A methodology for performance robustness assessment of low-energy

Rajesh Kotireddy, Pieter-Jan Hoes, Jan L.M. Hensen (Eindhoven University of Technology)

CHALLENGE - Uncertainties in building operation and external factors such as occupant behavior, climate change, policy changes etc. impact building performance, resulting in possible performance deviation during operation compared to the predicted performance in the design phase. The probability of occurrences of these uncertainties are usually unknown and hence, scenarios are essential to assess the performance robustness of buildings. 

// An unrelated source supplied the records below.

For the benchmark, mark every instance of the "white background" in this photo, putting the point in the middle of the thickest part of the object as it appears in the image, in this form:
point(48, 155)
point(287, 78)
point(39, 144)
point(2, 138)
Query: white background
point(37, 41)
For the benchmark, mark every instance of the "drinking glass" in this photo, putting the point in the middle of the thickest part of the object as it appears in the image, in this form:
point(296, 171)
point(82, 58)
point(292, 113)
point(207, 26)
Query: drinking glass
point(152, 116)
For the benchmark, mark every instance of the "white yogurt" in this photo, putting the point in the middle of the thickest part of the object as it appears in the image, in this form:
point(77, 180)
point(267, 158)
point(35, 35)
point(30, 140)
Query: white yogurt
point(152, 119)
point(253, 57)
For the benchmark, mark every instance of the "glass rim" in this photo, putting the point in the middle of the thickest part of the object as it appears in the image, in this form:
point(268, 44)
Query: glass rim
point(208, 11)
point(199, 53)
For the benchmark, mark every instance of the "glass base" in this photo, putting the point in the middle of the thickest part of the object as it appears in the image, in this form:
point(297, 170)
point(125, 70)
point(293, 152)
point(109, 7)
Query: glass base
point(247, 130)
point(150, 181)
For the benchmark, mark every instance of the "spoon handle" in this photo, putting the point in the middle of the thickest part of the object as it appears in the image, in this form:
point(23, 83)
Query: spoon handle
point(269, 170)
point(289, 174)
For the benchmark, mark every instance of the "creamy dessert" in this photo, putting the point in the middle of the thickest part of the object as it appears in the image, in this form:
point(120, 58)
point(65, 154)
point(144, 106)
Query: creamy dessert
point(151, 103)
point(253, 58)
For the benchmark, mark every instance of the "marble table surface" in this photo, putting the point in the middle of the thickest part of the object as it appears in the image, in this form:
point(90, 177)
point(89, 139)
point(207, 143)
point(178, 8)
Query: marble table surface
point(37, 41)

SOLUTION - Therefore, a non-probabilistic robustness assessment methodology, based on scenario analysis, is developed to identify robust designs. The proposed methodology is described below:

  • Identify decision makers and based on decision maker’s preferences define the following: Building design space, future scenarios, performance and robustness indicators
  • The performance of the design space is predicted for future scenarios by using a building performance simulation model. A detailed building and energy systems model used to predict thermal and energy performance of various designs is developed in TRNSYS. The building and energy systems TRNSYS models are coupled with modeFRONTIER to carry out performance assessment of the design space for the formulated scenarios.
  • Multi-criteria performance assessment: Carry out performance assessment considering multiple performance indicators and corresponding robustness evaluated using a robustness assessment method.
  • Multi-Criteria Decision Making (MCDM): Select robust designs for decision makers by prioritizing the performance indicators based on decision maker preferences.

BENEFITS - Using the MCDM method, a decision maker can easily select a cost optimal robust design from the design space based on design score (Fig. 10) or can trade off the selected designs based on the design score with required additional investment cost. This method is useful for quicker identification of robust designs form a large design space.